Господи, почему ты оставил меня? Я не знала слов, я не умела говорить, я была бессловесна. Чему могли научить меня мои бессловесные учителя? Это говорю я, та, какой я стала сейчас – в мои сорок лет. Теперь я знаю множество слов, и русских и английских. Я знаю слова, которые умнее меня, они сами становятся мною, моей памятью, моими мыслями. Я умею глотать их, как тройчатку, и класть под язык, как валидол. Русские и английские – обезболивающее двойного действия. Что я могу знать о времени, о Его времени? Говорят, Он смотрит на нас всегда, а если и отводит взгляд, всегда можно позвать. Почему же я до сих пор уверена, что со мной по-другому? На меня – один-единственный миг, один-единственный взгляд – тогда. Нет ни правила, ни закона, по крайней мере, я не могу вывести. Ничтожен и слаб. Что ж, пусть так и будет: страх и тоска и единственный взгляд.

На самом деле я не онемела. Уже на следующий день я почти и не помнила об этом случае и болтала как ни в чем не бывало. Даже приходя на урок английского и видя ее воочию, я забывала о ночных страхах и слушала взахлеб. Уроки пошли своим чередом, она больше не возвращалась к той истории, даже не вспоминала, как будто вся история и белый мелок нужны были лишь для первого знакомства, для того, чтобы посмотреть почти безразличными глазами, как все проходят мимо нее, бормоча «до свидания». Между тем Б.Г. вышел на работу, и число английских групп вернулось к первоначальной тройке. После долгого перерыва, занятого болтовней, Ирка Эйснер снова заговорила со мной серьезно. Она решительно вознамерилась перейти в группу к Ф. Отводя глаза, Ирка говорила о том, что ей необходимо такое качество обучения, но как об этом скажешь… В общем, она уговорила меня идти к Б.Г. вместе. Б.Г. выслушал спокойно. Не знаю, было ли ему обидно: Ирка – лучшая в классе. Точный математический ум, память, добросовестность. Перебивая друг друга, мы говорили о дружбе. Он согласился сразу. Сказал, что ему будет ее не хватать.
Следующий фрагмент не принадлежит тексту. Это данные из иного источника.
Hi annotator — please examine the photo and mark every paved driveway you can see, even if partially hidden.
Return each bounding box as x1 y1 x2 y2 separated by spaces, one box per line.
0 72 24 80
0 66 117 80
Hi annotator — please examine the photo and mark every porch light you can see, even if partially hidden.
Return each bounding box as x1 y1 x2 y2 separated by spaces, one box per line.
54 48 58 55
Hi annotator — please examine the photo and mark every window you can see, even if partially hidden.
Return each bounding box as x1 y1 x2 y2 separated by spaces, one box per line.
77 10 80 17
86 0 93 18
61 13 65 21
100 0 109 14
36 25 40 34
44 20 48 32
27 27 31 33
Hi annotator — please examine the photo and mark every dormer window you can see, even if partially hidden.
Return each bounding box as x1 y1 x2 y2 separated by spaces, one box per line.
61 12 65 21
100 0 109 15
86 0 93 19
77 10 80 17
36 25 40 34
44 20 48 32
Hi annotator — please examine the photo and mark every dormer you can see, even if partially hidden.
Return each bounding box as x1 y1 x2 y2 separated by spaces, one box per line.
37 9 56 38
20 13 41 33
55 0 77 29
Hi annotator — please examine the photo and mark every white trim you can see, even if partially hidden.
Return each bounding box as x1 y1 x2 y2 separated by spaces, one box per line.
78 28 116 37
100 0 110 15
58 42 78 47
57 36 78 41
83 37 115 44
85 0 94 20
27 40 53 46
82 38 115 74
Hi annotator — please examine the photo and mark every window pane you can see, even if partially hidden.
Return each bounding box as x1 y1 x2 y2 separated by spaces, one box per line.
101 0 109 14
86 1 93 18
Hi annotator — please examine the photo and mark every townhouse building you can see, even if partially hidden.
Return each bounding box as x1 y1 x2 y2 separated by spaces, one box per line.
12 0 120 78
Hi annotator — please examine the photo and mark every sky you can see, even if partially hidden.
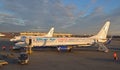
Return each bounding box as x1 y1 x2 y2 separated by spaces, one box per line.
0 0 120 35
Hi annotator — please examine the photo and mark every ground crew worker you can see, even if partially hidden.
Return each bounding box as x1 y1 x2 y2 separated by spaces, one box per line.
2 46 6 50
113 52 118 60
Единственное условие – подобрать кого-то из моей группы, кто согласился бы перейти к нему вместо Ирки – добровольно. Вероятнее всего, это условие казалось ему легким. Мы же, выйдя из его кабинета, стояли ни живы ни мертвы, потому что – тут уж ни одна из нас не отводила глаз – кто же, находясь в здравом уме, согласится уйти от Ф. И все-таки Ирка не хотела сдаваться. Перебирала пофамильно. Сошлись на Лариске Панферовой. Тройки. Ума с гулькин нос. В группе Б.Г. подружка. Врали точно и артистично. Хочет перейти, потому что дружим. Б.Г. не против, только попросил замену. Он – добрее, спрашивает не так зверски. Сам предложил ее, Панферову. Лариска согласилась сразу. Мы в Иркой чувствовали себя победительницами. Наконец-то, говорили мы. Конечно, удобно. Перезванивались вечерами, обсуждали домашнее задание.

Ночами я исходила болью. Боль лилась из глаз, как слезы, сочилась изо рта, как слюна. Подушка, пропитанная болью, становилась мокрой, как детская простыня. Я не вставала сушить. Ужас смерти – ее смерти – обессиливал меня. Из ночи в ночь я видела одно и то же. То, что увидела наяву через двадцать пять лет. За ночь боль подсыхала сама. К утру на голубой наволочке оставались желтоватые подтеки. Так я и выплакала свои глаза. Через три месяца мое зрение испортилось. К маю глаза стали плохими: 07–06. Мне закапали лекарство и на две недели освободили от уроков. Я приходила в школу и слушала. Ни читать, ни писать я не могла. Потом мне выписали очки. Оправа была уродливой. Страх ее смерти отпустил меня. Теперь я боялась ослепнуть.